Children with APD can’t process the information they hear in the same way as others because their ears and brain don’t fully co-ordinate. Something adversely affects the way the brain recognizes and interprets sounds, especially the sounds composing speech. These children do not recognize subtle differences between sounds in words, even when the sounds are loud and clear enough to be heard. These kinds of problems usually occur in background noise, which is a natural listening environment. So children with APD have the basic difficulty of understanding speech signals presented under less than optimal conditions. This is different to a hearing loss; in that these children can hear well in optimum conditions as would occur during a hearing test. APD can occur with language disorders and ADHD.

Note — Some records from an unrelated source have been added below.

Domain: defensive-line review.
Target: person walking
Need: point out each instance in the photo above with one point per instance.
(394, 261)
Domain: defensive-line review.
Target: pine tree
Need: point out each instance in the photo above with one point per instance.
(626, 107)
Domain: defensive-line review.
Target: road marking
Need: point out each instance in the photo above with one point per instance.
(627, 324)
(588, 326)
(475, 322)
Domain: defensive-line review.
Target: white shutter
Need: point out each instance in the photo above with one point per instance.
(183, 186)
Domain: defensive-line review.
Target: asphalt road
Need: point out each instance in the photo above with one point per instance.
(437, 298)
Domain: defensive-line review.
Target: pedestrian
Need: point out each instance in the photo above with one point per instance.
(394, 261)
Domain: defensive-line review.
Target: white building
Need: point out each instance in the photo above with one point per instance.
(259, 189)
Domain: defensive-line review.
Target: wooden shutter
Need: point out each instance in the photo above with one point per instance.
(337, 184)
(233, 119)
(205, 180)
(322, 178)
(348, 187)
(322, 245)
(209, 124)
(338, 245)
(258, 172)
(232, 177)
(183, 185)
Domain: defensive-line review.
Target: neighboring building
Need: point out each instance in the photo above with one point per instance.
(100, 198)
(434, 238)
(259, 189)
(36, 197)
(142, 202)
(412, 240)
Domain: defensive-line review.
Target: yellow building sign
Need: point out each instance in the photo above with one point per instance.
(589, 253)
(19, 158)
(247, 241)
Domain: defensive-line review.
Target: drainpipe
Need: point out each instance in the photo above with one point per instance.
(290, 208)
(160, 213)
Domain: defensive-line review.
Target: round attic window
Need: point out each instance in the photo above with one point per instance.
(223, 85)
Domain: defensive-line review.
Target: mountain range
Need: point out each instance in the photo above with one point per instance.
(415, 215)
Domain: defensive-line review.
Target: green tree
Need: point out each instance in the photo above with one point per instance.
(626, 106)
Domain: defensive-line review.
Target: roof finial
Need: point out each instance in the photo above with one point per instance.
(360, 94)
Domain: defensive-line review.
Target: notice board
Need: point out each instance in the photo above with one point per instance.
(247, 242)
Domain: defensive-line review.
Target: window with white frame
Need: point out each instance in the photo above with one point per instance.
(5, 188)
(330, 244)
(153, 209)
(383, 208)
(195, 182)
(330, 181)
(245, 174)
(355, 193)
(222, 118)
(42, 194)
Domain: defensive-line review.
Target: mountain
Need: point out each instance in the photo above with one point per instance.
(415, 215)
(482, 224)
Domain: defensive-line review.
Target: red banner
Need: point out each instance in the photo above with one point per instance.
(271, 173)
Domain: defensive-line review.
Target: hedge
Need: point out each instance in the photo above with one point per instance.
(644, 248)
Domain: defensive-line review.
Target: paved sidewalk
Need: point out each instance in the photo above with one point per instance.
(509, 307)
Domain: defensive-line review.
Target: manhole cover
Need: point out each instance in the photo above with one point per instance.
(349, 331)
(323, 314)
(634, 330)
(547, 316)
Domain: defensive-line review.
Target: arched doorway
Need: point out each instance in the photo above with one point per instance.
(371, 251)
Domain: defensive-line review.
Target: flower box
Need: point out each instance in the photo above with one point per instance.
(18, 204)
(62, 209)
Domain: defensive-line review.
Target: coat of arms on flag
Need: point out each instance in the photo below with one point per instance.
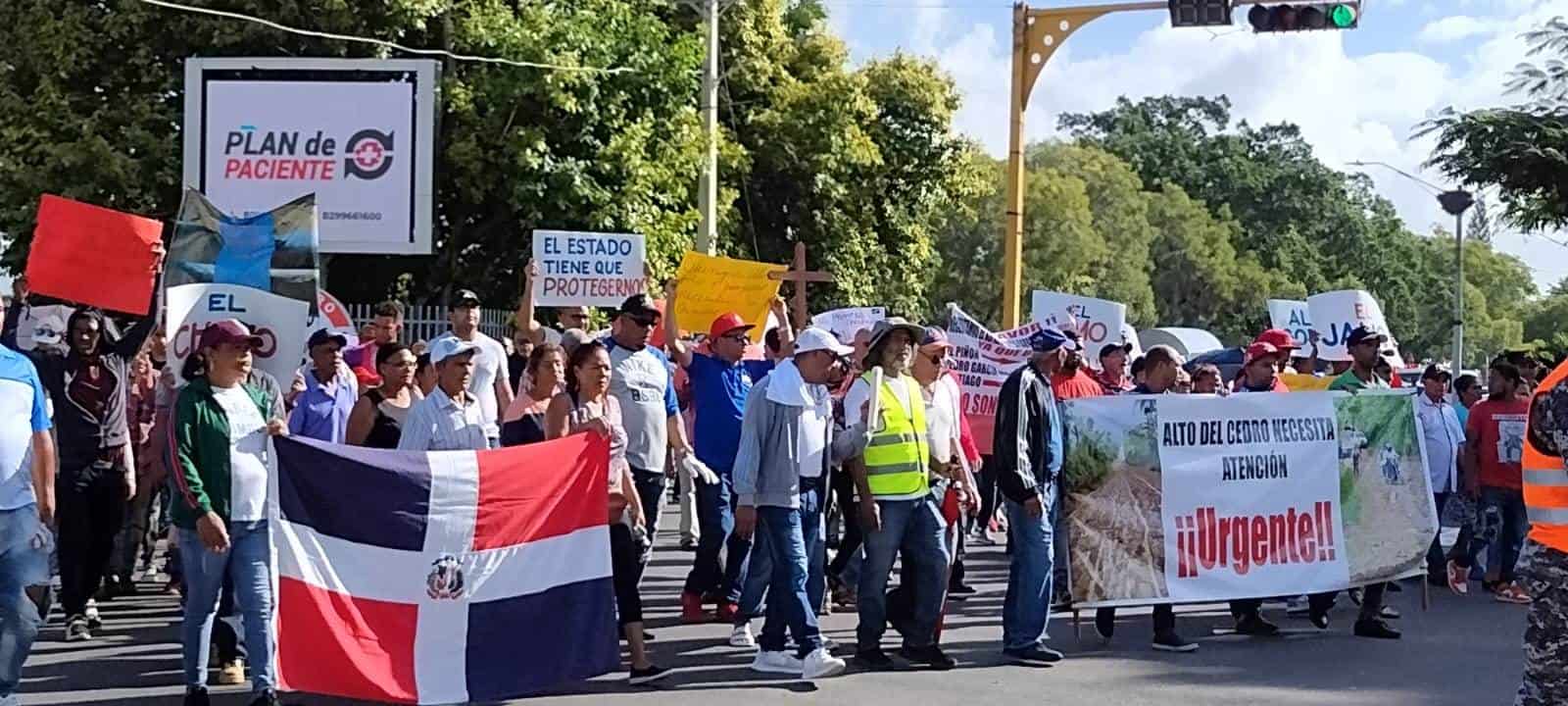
(443, 577)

A speech therapist can help children with the problems listed below, but the diagnosis is made by Audiologists after the age of 7-8 years.
1. Auditory Figure-Ground Problems: when a child can’t pay attention if there’s noise in the background. Noisy, low-structured classrooms could be very frustrating.
2. Auditory Memory Problems: when a child has difficulty remembering information such as directions, lists, or study materials. It can be immediate (“I can’t remember it now”) and/or delayed (“I can’t remember it when I need it for later”).
3. Auditory Discrimination Problems: when a child has difficulty hearing the difference between words or sounds that are similar (COAT/BOAT or CH/SH). This can affect following directions, and reading, spelling, and writing skills, among others.
4. Auditory Attention Problems: when a child can’t stay focused on listening long enough to complete a task or requirement (such as listening to a lecture in school). Kids with CAPD (Central Auditory Processing Disorder) often have trouble maintaining attention, although health, motivation, and attitude also can play a role.
5. Auditory Cohesion Problems: when higher-level listening tasks are difficult. Auditory cohesion skills — drawing inferences from conversations, understanding riddles, or comprehending verbal math problems — require heightened auditory processing and language levels. They develop best when all the other skills (levels 1 through 4 above) are intact.